The following content is sourced from external partners. We cannot guarantee that it is suitable for the visually or hearing impaired.
Romanian Justice Minister Florin Iordache walks after delivering a speech following his resignation in Bucharest, Romania February 9, 2017. Inquam Photos/Octav Ganea/ via REUTERS(reuters_tickers)
BUCHAREST (Reuters) - Romania's governing coalition proposed a new justice minister on Wednesday as part of a cabinet reshuffle it hopes will draw a line under a period of upheaval triggered by a decree on graft that it was later forced to scrap.
The decree would have decriminalized several graft offences, effectively shielding dozens of public officials from prosecution. Its architect, Florin Iordache, quit as justice minister after mass protests involving at least half a million people and criticism from the European Union.
The leadership of the ruling Social Democrat Party and its junior coalition partner ALDE, who have been in power little more than a month, named Tudorel Toader as Iordache's replacement.
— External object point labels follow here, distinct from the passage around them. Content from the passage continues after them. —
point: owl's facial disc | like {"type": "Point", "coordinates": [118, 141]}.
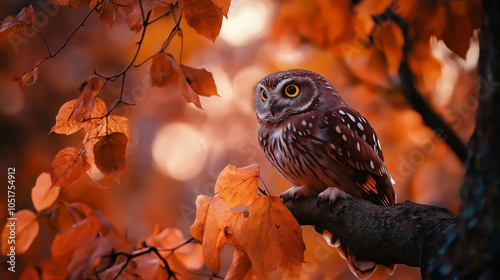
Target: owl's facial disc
{"type": "Point", "coordinates": [277, 98]}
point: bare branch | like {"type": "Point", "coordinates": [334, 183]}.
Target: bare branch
{"type": "Point", "coordinates": [405, 233]}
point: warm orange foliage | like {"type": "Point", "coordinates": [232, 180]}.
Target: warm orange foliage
{"type": "Point", "coordinates": [20, 22]}
{"type": "Point", "coordinates": [25, 231]}
{"type": "Point", "coordinates": [43, 194]}
{"type": "Point", "coordinates": [190, 81]}
{"type": "Point", "coordinates": [68, 166]}
{"type": "Point", "coordinates": [266, 234]}
{"type": "Point", "coordinates": [205, 16]}
{"type": "Point", "coordinates": [359, 47]}
{"type": "Point", "coordinates": [109, 154]}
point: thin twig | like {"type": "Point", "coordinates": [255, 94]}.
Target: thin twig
{"type": "Point", "coordinates": [52, 55]}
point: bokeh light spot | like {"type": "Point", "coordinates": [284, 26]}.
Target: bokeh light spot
{"type": "Point", "coordinates": [246, 22]}
{"type": "Point", "coordinates": [179, 151]}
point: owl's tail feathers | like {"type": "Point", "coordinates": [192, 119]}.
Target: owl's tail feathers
{"type": "Point", "coordinates": [361, 269]}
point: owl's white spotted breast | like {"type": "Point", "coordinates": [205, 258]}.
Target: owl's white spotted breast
{"type": "Point", "coordinates": [294, 150]}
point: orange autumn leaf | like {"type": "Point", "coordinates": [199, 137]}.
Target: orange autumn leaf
{"type": "Point", "coordinates": [189, 255]}
{"type": "Point", "coordinates": [266, 233]}
{"type": "Point", "coordinates": [270, 236]}
{"type": "Point", "coordinates": [163, 70]}
{"type": "Point", "coordinates": [223, 5]}
{"type": "Point", "coordinates": [205, 16]}
{"type": "Point", "coordinates": [94, 224]}
{"type": "Point", "coordinates": [133, 12]}
{"type": "Point", "coordinates": [68, 3]}
{"type": "Point", "coordinates": [106, 10]}
{"type": "Point", "coordinates": [166, 71]}
{"type": "Point", "coordinates": [23, 228]}
{"type": "Point", "coordinates": [20, 22]}
{"type": "Point", "coordinates": [389, 41]}
{"type": "Point", "coordinates": [68, 165]}
{"type": "Point", "coordinates": [66, 125]}
{"type": "Point", "coordinates": [214, 230]}
{"type": "Point", "coordinates": [451, 21]}
{"type": "Point", "coordinates": [43, 194]}
{"type": "Point", "coordinates": [30, 273]}
{"type": "Point", "coordinates": [84, 106]}
{"type": "Point", "coordinates": [30, 75]}
{"type": "Point", "coordinates": [241, 266]}
{"type": "Point", "coordinates": [64, 215]}
{"type": "Point", "coordinates": [93, 251]}
{"type": "Point", "coordinates": [109, 154]}
{"type": "Point", "coordinates": [107, 125]}
{"type": "Point", "coordinates": [238, 186]}
{"type": "Point", "coordinates": [372, 7]}
{"type": "Point", "coordinates": [198, 228]}
{"type": "Point", "coordinates": [200, 80]}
Toader, 56, is the chancellor of Iasi university and a former judge of the constitutional court. He is also a member of the Venice Commission, the Council of Europe's advisory body on constitutional matters.
The leader of the ruling Social Democrats, Liviu Dragnea, said Toader would not be required to join the party.
Also in the reshuffle, the coalition proposed that Economy Minister Alexandru Petrescu take over the trade and business portfolio after the previous minister, Florin Jianu, resigned over the graft decree before it was rescinded.
Romania's President Klaus Iohannis, a former centre-right politician and a strong critic of the graft decree, must still approve the new ministers. Iohannis plans to hold a national referendum over anti-corruption reforms.
Romania is one of the EU's most corrupt states and Bruseels keeps its justice system under special monitoring. It has repeatedly praised prosecutors and magistrates for their efforts to stamp out corruption, but has underlined a pattern of politicians trying to weaken the anti-graft drive.
In a bi-annual country report released on Wednesday, the European Commission said: "The irreversibility of progress in the fight against corruption was recently put at risk. Corruption persists at all levels and remains an obstacle for doing business."